At a glance.
- Satellite Cybersecurity Act reintroduced.
- CJEU rules on GDPR breach damage compensation.
- The expansion of the Counter Ransomware Initiative.
Satellite Cybersecurity Act reintroduced.
Last week US Senators Gary Peters, a democrat out of Michigan, and John Cornyn, a Republican from Texas, reintroduced the Satellite Cybersecurity Act, a bill focused on defending commercial satellite operators. As Via Satellite explains, the law advanced in the Senate when originally introduced last year but was not passed. The legislation requires the Cybersecurity and Infrastructure Security Agency (CISA) to consolidate voluntary satellite cybersecurity recommendations for companies and make satellite-specific cyber resources publicly available online. It also calls for the Government Accountability Office to conduct a study to better “understand how network vulnerabilities in commercial satellites could impact critical infrastructure.” Coryn stated, “Nearly every industry uses commercial satellite networks to provide essential services, but the destruction or disruption of these networks could be used against our national security interests. This bipartisan piece of legislation directs CISA to publish voluntary cybersecurity best practices for companies that own these satellites and ensure our most critical infrastructure is secure against foreign cyber threats.” Referencing Russia’s attack on Viasat’s KA-SAT ground network in Ukraine, Peters added, “We’ve already seen the impacts of attacks on satellite systems by our adversaries abroad, and the potential effects on our lives and livelihoods could be catastrophic if American systems were similarly attacked. This bipartisan bill will ensure that commercial satellite owners and operators have the tools and resources they need to strengthen their cybersecurity defenses.”
CJEU rules on GDPR breach damage compensation.
A landmark court decision from the Court of Justice of the European Union (CJEU) has set a precedent for damages compensation for breaches of the EU’s General Data Protection Regulation (GDPR). In the case in question, Österreichische Post, the company responsible for postal service in Austria, was found to have gathered data on the political affinities of the Austrian population in order to sell this information for election advertising purposes. The claimant said his info was collected without his consent and sued 1,000 euros in compensation for nonmaterial damage for internal harm. Dismissed in lower courts, the case went to the Austrian Supreme Court, which asked the CJEU to determine whether mere infringement of the GDPR was enough to justify the right to compensation. The CJEU determined that no, it was not, according to Article 82(1) of the GDPR. As the experts at Cooley explain, companies are likely pleased with the verdict, as it indicates they will not be expected to offer compensation for future GDPR infringements.
The expansion of the Counter Ransomware Initiative.

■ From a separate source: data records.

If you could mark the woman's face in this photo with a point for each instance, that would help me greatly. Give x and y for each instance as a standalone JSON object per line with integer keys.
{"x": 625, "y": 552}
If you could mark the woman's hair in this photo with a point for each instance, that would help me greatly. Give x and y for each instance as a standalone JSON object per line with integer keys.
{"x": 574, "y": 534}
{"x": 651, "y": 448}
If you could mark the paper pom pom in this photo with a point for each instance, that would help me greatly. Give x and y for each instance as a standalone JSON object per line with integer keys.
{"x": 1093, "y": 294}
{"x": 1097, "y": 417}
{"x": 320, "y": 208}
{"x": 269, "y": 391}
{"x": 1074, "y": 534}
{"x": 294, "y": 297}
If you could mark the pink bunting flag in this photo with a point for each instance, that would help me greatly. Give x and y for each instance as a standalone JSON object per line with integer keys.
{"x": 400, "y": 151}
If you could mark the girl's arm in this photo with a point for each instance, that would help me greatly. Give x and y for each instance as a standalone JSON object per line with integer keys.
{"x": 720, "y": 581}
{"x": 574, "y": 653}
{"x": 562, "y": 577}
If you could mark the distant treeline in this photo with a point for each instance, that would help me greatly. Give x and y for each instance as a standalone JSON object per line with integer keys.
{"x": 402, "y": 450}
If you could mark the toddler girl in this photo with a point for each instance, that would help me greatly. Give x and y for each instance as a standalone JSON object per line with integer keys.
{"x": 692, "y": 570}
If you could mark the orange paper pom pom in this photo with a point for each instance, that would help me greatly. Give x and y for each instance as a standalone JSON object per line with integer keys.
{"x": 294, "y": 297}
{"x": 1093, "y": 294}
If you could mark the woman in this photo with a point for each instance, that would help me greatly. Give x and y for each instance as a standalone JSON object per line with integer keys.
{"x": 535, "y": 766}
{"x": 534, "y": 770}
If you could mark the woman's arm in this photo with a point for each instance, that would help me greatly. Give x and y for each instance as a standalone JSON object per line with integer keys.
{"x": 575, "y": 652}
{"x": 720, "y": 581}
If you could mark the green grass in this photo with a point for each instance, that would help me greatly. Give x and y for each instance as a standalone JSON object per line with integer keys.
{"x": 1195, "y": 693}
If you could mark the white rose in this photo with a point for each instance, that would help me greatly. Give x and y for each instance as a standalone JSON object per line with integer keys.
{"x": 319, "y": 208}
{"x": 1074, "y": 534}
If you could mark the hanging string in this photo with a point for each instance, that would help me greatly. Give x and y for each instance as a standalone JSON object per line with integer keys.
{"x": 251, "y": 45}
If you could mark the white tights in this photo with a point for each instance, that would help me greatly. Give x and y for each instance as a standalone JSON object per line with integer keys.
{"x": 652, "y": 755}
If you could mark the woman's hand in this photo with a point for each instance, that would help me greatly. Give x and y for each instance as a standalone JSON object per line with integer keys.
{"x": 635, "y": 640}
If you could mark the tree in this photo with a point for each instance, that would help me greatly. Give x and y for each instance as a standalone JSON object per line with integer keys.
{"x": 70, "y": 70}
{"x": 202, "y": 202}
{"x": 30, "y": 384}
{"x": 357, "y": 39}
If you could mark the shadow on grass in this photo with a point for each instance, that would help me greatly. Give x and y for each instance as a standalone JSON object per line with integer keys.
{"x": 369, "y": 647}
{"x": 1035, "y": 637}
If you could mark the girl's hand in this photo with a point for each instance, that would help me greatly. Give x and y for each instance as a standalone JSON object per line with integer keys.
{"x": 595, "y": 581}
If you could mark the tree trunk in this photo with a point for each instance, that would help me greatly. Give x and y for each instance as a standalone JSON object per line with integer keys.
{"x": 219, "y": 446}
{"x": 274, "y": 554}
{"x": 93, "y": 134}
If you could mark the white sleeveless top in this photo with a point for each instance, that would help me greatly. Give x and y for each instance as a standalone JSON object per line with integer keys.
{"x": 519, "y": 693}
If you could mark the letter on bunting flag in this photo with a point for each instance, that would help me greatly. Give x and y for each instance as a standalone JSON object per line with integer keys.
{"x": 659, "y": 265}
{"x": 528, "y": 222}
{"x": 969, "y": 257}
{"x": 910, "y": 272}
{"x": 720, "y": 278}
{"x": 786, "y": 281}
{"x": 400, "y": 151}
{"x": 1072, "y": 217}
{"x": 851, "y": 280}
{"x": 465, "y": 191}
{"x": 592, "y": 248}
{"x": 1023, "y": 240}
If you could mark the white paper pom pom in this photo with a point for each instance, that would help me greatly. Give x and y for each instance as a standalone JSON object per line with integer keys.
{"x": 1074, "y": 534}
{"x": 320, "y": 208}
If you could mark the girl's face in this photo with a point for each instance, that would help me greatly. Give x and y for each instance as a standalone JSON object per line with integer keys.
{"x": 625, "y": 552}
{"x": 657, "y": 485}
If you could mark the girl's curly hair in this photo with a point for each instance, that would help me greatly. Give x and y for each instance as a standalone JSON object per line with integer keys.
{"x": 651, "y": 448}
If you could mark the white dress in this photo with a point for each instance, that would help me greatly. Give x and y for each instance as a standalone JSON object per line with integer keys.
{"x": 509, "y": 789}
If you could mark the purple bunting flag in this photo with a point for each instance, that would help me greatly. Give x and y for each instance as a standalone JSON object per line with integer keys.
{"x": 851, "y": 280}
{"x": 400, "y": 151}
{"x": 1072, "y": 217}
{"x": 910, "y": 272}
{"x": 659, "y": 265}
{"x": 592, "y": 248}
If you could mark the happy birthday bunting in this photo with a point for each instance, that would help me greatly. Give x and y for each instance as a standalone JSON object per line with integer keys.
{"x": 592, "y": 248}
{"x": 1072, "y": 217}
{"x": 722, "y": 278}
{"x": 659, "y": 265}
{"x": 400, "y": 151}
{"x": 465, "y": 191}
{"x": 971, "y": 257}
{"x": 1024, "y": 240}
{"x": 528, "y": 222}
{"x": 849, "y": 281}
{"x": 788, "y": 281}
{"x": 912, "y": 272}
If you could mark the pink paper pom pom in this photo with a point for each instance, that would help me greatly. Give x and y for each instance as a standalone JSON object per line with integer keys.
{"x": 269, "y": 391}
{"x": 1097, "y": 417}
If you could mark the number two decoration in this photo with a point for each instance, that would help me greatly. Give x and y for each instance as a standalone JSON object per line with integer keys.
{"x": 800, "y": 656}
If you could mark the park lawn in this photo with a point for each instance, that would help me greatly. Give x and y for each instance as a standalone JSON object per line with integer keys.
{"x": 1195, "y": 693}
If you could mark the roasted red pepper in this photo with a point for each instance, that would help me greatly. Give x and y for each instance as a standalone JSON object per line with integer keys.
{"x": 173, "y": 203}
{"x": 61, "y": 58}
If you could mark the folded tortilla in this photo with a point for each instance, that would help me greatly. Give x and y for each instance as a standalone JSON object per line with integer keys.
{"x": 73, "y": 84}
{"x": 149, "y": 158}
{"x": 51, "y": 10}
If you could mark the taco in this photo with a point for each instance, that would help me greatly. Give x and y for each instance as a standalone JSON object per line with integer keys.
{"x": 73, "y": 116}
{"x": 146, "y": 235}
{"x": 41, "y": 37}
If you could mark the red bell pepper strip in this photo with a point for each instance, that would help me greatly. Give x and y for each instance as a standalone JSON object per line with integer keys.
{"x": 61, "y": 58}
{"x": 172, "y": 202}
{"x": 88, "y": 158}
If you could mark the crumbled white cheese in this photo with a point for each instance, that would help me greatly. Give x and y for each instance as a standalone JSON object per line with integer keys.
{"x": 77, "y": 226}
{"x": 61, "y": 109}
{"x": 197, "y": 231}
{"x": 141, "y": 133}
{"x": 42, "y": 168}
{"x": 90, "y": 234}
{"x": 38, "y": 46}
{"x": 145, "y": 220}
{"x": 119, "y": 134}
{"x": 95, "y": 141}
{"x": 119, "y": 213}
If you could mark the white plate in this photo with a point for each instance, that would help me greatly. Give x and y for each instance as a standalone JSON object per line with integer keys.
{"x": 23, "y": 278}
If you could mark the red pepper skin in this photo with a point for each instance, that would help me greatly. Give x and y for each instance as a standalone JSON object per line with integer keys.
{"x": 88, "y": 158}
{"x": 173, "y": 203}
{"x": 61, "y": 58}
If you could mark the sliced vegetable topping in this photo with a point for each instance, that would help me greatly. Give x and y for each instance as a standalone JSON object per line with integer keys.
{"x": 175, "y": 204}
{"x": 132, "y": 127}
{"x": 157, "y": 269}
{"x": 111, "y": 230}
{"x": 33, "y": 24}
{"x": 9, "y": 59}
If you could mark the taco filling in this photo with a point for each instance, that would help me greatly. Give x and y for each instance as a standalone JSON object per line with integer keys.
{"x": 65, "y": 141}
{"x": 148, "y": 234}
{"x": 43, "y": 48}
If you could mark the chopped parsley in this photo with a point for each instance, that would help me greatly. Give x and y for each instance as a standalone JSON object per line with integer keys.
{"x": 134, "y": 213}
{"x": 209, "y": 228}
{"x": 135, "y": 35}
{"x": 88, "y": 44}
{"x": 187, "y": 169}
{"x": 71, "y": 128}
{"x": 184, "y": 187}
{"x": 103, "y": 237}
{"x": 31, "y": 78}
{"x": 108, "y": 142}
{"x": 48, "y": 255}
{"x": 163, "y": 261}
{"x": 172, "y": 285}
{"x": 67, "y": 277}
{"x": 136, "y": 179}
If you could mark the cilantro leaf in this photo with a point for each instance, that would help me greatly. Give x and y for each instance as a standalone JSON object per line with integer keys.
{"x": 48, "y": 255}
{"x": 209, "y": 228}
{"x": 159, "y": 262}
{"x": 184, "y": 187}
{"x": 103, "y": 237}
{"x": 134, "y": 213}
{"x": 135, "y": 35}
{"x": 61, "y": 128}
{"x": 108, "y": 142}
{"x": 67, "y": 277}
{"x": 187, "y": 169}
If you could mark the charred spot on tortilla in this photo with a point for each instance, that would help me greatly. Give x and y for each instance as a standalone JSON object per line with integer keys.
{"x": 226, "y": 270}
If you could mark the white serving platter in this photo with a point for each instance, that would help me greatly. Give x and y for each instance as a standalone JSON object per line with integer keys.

At a Ransomware Task Force event on Friday, White House Deputy National Security Adviser Anne Neuberger said that the Counter Ransomware Initiative has considered banning ransomware payments as a means to fight the rise of such attacks. “Fundamentally, money drives ransomware. For an individual entity, it may be that they make a decision to pay. But for the larger problem of ransomware, that is the wrong decision,” Neuberger stated. “There may be an individual entity – a major hospital or emergency services – that we just are committed to bringing those services back up as quickly as possible.” Still, she said, the Counter Ransomware Initiative has not yet made a decision, noting that while several states have banned government entities from meeting attackers’ ransom demands, there seems to have been no decrease in attacks. The Record adds that many experts predict a ban could cause more harm to victims. Recorded Future ransomware expert Allan Liska explains, “It may wind up reducing ransomware attacks in the longer term, but there will be a lot of pain in the short term, and by short term I mean years,” he said. The Record is an editorially independent unit of Recorded Future.”
Neuberger also discussed the Counter Ransomware Initiative’s evolution since its inception in 2021, including the establishment of the International Counter Ransomware Task Force, which is headed by Australia. She went on to emphasize the importance of international cooperation in the fight against ransomware, highlighting recent partnerships between the UAE, Israel, Nigeria, Germany, Singapore, and the UK. Neuberger explained, “Now, in this third year, we're focused on first expanding the tent, doing exercises. India and Lithuania each conducted an exercise in their region, recognizing the differences in time zones, so that countries can learn from each other.”